Skip to content

flash_attention_tq4_kv

turboquant_vllm.triton.flash_attention_tq4_kv

Fused TQ4 Flash Attention -- both K and V decompressed in the inner loop.

Phase 3 of the P5 roadmap. Both K and V tiles are decompressed inline from nibble-packed uint8 indices. The query is pre-rotated by Pi^T and the output is post-rotated by Pi outside the kernel (since K and V share the same rotation matrix).

Attributes:

Name Type Description
triton_flash_attention_tq4_kv Tensor

Python wrapper that pre-rotates Q, launches the fused kernel, and post-rotates the output.

Examples:

from turboquant_vllm.triton.flash_attention_tq4_kv import (
    triton_flash_attention_tq4_kv,
)

out = triton_flash_attention_tq4_kv(
    q,
    k_packed,
    k_norms,
    v_packed,
    v_norms,
    centroids,
    rotation,
    sm_scale=None,
)
See Also

:mod:turboquant_vllm.triton.flash_attention_tq4: Phase 2 (K-only).

Functions

triton_flash_attention_tq4_kv

triton_flash_attention_tq4_kv(
    q: Tensor,
    k_packed: Tensor,
    k_norms: Tensor,
    v_packed: Tensor,
    v_norms: Tensor,
    centroids: Tensor,
    rotation: Tensor,
    sm_scale: float | None = None,
    is_causal: bool = False,
) -> Tensor

Fused TQ4 Flash Attention with both K and V compressed.

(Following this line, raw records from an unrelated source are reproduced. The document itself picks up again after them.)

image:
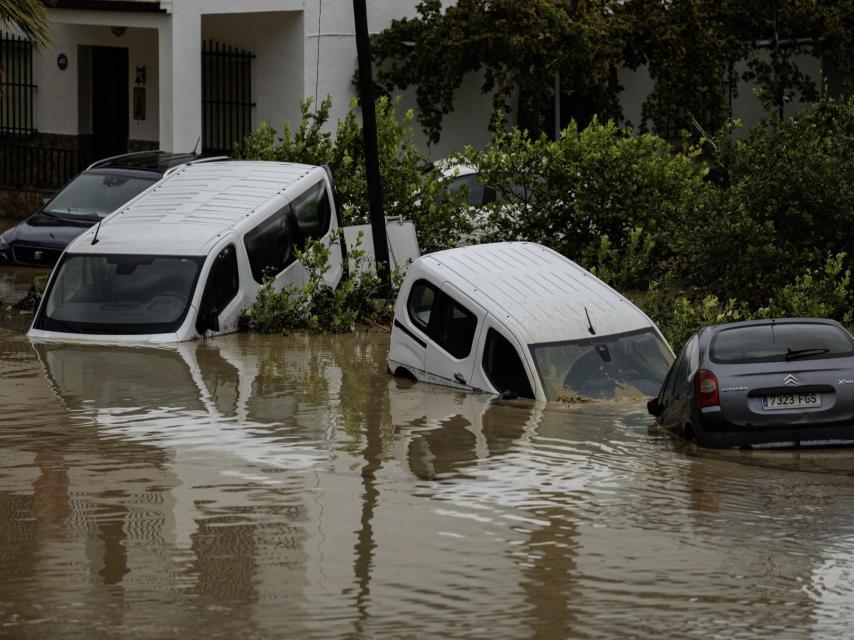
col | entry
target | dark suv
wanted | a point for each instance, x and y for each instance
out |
(93, 194)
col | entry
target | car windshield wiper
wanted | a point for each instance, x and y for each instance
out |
(803, 353)
(69, 327)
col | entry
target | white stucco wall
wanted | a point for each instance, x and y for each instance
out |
(277, 41)
(57, 97)
(303, 48)
(332, 22)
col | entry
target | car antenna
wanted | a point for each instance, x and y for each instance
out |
(589, 324)
(97, 229)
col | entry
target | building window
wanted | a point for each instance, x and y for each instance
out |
(226, 96)
(17, 89)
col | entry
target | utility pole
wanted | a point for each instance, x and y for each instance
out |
(369, 130)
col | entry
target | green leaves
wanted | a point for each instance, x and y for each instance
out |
(411, 187)
(29, 16)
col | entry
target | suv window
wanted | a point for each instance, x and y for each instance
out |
(223, 281)
(780, 342)
(313, 211)
(503, 366)
(270, 246)
(444, 320)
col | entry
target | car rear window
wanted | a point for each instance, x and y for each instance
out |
(780, 342)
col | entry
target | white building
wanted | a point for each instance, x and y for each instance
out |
(126, 75)
(132, 74)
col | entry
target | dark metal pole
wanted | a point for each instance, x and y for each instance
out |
(369, 130)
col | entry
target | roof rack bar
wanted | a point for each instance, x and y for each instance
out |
(103, 161)
(171, 170)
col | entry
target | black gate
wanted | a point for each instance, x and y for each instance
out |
(226, 96)
(17, 89)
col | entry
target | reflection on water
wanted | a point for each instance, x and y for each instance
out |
(287, 487)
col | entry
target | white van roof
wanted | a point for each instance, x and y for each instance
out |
(536, 291)
(190, 209)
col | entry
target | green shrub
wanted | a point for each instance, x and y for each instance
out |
(317, 307)
(591, 194)
(411, 186)
(783, 200)
(818, 294)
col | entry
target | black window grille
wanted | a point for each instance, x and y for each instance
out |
(17, 88)
(226, 96)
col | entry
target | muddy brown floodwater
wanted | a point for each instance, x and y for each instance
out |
(286, 487)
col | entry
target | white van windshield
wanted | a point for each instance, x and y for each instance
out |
(105, 294)
(625, 365)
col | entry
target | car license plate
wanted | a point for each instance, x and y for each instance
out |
(791, 401)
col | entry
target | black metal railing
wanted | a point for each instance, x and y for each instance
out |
(17, 89)
(23, 166)
(226, 96)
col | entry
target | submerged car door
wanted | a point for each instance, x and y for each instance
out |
(454, 329)
(219, 309)
(678, 390)
(271, 250)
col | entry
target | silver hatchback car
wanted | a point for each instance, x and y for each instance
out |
(762, 383)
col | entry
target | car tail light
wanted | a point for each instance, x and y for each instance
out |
(706, 388)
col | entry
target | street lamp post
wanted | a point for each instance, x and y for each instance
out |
(369, 130)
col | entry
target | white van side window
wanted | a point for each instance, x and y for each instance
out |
(313, 211)
(223, 281)
(270, 246)
(444, 320)
(503, 366)
(420, 303)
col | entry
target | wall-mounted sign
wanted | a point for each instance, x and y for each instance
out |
(139, 103)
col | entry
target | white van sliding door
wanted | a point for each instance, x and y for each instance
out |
(271, 250)
(454, 331)
(503, 367)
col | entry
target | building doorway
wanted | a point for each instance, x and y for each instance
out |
(110, 120)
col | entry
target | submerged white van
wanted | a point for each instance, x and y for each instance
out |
(521, 320)
(186, 257)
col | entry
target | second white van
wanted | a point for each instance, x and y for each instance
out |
(186, 257)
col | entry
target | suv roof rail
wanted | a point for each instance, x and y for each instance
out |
(171, 170)
(104, 161)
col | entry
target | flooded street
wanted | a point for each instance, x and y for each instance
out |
(270, 487)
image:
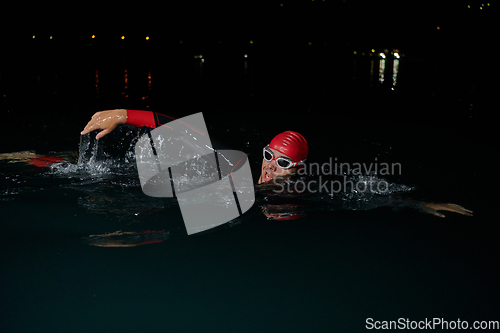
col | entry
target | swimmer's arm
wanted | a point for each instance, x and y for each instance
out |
(434, 208)
(108, 120)
(425, 207)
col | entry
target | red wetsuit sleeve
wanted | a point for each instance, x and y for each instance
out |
(141, 118)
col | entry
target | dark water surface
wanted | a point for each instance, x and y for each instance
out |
(328, 271)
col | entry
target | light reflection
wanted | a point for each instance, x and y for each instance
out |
(97, 83)
(125, 79)
(395, 70)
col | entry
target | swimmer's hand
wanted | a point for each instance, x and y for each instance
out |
(433, 208)
(105, 120)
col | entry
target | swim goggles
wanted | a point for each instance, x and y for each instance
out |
(282, 162)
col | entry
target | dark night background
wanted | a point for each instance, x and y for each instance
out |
(301, 59)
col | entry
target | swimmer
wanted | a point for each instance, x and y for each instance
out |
(284, 155)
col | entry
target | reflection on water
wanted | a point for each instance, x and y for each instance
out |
(210, 73)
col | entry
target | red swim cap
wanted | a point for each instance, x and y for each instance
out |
(292, 144)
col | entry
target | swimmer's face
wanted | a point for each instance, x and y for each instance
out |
(271, 170)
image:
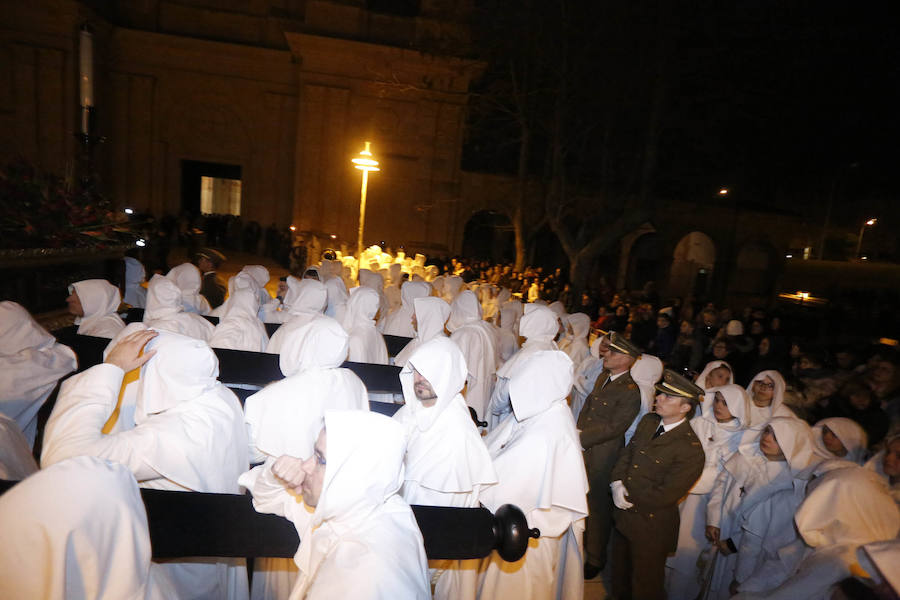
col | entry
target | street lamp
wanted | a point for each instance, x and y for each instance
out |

Pre-rotates Q by rotation^T, launches the kernel that decompresses both K and V inline, then post-rotates the output by rotation to return to the original coordinate space.

Parameters:

Name Type Description Default
q Tensor

Query [batch, H_Q, seq_q, head_dim] fp16/bf16.

required
k_packed Tensor

Nibble-packed key indices [batch, H_KV, seq_kv, D//2] uint8.

required
k_norms Tensor

Key norms [batch, H_KV, seq_kv] or [..., 1] fp32.

required
v_packed Tensor

Nibble-packed value indices [batch, H_KV, seq_kv, D//2] uint8.

required
v_norms Tensor

Value norms [batch, H_KV, seq_kv] or [..., 1] fp32.

required
centroids Tensor

Shared Lloyd-Max codebook [16] fp32.

required
rotation Tensor

Shared orthogonal rotation [head_dim, head_dim] fp32.

required
sm_scale float | None

Softmax scale. Defaults to 1 / sqrt(head_dim).

None
is_causal bool

Apply causal masking.

False

Returns:

Type Description
Tensor

Attention output [batch, H_Q, seq_q, head_dim] in original space.

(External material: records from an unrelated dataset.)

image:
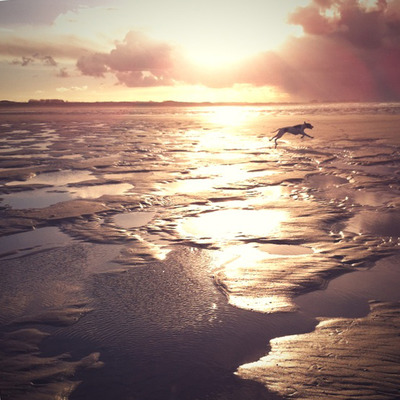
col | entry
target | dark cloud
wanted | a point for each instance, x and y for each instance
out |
(45, 60)
(39, 12)
(350, 51)
(136, 61)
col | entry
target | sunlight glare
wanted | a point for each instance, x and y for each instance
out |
(228, 225)
(229, 116)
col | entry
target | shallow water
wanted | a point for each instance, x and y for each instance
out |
(181, 238)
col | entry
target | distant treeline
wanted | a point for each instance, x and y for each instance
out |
(169, 103)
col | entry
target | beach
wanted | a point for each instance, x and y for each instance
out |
(175, 253)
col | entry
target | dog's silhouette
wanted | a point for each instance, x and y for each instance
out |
(294, 130)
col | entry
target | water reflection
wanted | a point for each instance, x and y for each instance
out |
(227, 225)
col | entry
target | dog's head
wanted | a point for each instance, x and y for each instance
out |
(307, 125)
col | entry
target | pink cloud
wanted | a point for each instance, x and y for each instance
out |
(136, 61)
(348, 52)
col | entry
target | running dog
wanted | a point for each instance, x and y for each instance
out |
(294, 130)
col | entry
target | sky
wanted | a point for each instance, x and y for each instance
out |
(192, 50)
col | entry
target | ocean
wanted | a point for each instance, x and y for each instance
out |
(152, 252)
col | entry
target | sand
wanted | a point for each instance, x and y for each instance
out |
(163, 252)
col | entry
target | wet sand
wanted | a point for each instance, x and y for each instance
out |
(152, 253)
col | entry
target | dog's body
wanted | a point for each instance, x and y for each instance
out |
(294, 130)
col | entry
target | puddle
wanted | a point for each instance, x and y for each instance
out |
(376, 223)
(24, 243)
(134, 219)
(230, 224)
(58, 178)
(348, 295)
(41, 198)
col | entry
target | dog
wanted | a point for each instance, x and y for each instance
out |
(294, 130)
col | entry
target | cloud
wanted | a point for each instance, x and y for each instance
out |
(349, 51)
(45, 60)
(137, 61)
(40, 12)
(72, 89)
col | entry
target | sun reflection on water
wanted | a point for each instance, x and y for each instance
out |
(227, 225)
(229, 115)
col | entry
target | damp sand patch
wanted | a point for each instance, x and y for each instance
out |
(384, 223)
(36, 240)
(45, 197)
(134, 219)
(227, 225)
(342, 359)
(348, 295)
(58, 178)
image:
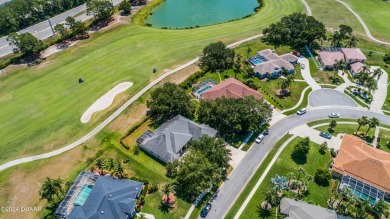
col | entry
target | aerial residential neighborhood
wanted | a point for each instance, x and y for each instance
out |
(118, 109)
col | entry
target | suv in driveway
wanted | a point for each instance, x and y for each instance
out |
(259, 138)
(325, 135)
(301, 111)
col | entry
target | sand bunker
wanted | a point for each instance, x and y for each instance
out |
(104, 101)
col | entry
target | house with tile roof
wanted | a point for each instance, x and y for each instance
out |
(363, 169)
(230, 88)
(169, 141)
(105, 198)
(267, 63)
(301, 210)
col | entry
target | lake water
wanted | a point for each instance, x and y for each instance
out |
(191, 13)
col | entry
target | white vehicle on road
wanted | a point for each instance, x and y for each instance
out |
(301, 111)
(259, 138)
(334, 115)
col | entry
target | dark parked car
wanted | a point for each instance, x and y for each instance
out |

Source code in src/turboquant_vllm/triton/flash_attention_tq4_kv.py
def triton_flash_attention_tq4_kv(
    q: torch.Tensor,
    k_packed: torch.Tensor,
    k_norms: torch.Tensor,
    v_packed: torch.Tensor,
    v_norms: torch.Tensor,
    centroids: torch.Tensor,
    rotation: torch.Tensor,
    sm_scale: float | None = None,
    is_causal: bool = False,
) -> torch.Tensor:
    """Fused TQ4 Flash Attention with both K and V compressed.

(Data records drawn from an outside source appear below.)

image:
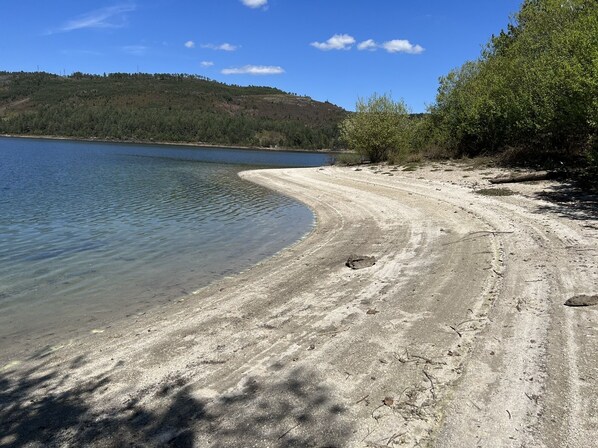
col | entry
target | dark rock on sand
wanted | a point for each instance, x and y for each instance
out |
(582, 301)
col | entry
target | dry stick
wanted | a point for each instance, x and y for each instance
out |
(394, 437)
(364, 398)
(456, 331)
(381, 406)
(433, 390)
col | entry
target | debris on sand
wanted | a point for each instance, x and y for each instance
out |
(360, 261)
(582, 300)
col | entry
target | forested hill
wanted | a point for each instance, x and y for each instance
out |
(163, 107)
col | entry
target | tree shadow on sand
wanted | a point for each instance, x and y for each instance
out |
(570, 200)
(40, 407)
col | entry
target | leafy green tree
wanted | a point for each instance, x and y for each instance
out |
(535, 86)
(378, 129)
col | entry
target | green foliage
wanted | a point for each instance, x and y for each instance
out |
(379, 129)
(534, 87)
(163, 107)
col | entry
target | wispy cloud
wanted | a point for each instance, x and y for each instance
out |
(336, 42)
(402, 46)
(135, 50)
(346, 42)
(255, 3)
(369, 45)
(110, 17)
(254, 70)
(221, 47)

    Pre-rotates Q by ``rotation^T``, launches the kernel that decompresses
    both K and V inline, then post-rotates the output by ``rotation`` to
    return to the original coordinate space.

    Args:
        q: Query ``[batch, H_Q, seq_q, head_dim]`` fp16/bf16.
        k_packed: Nibble-packed key indices ``[batch, H_KV, seq_kv, D//2]`` uint8.
        k_norms: Key norms ``[batch, H_KV, seq_kv]`` or ``[..., 1]`` fp32.
        v_packed: Nibble-packed value indices ``[batch, H_KV, seq_kv, D//2]`` uint8.
        v_norms: Value norms ``[batch, H_KV, seq_kv]`` or ``[..., 1]`` fp32.
        centroids: Shared Lloyd-Max codebook ``[16]`` fp32.
        rotation: Shared orthogonal rotation ``[head_dim, head_dim]`` fp32.
        sm_scale: Softmax scale. Defaults to ``1 / sqrt(head_dim)``.
        is_causal: Apply causal masking.

    Returns:
        Attention output ``[batch, H_Q, seq_q, head_dim]`` in original space.
    """
    B, H_Q, N_Q, D = q.shape
    _, H_KV, N_KV, HALF_D = k_packed.shape

    assert HALF_D == D // 2
    assert H_Q % H_KV == 0
    assert k_packed.dtype == torch.uint8
    assert v_packed.dtype == torch.uint8
    assert k_norms.dtype == torch.float32
    assert v_norms.dtype == torch.float32

    # Squeeze trailing 1 from norms
    if k_norms.dim() == 4 and k_norms.shape[-1] == 1:
        k_norms = k_norms.squeeze(-1)
    if v_norms.dim() == 4 and v_norms.shape[-1] == 1:
        v_norms = v_norms.squeeze(-1)

    if is_causal and N_Q == 1:
        is_causal = False

    if sm_scale is None:
        sm_scale = 1.0 / math.sqrt(D)

    # Pre-rotate Q
    q_rot = torch.matmul(q.float(), rotation.T).to(q.dtype)

    out_rot = torch.empty_like(q)

    def grid(META: dict) -> tuple[int, int]:
        """Compute launch grid.

        Returns:
            ``(num_q_blocks, batch * H_Q)`` grid dimensions.
        """
        return (triton.cdiv(N_Q, META["BLOCK_M"]), B * H_Q)

    _fwd_tq4_kv_kernel[grid](
        q_rot,
        k_packed,
        k_norms,
        v_packed,
        v_norms,
        centroids,
        out_rot,
        sm_scale,
        *q_rot.stride(),
        *k_packed.stride(),
        *k_norms.stride(),
        *v_packed.stride(),
        *v_norms.stride(),
        *out_rot.stride(),
        H_Q,
        H_KV,
        N_Q,
        N_KV,
        HEAD_DIM=D,
        IS_CAUSAL=is_causal,
    )

    # Post-rotate: convert from rotated space back to original space
    return torch.matmul(out_rot.float(), rotation).to(q.dtype)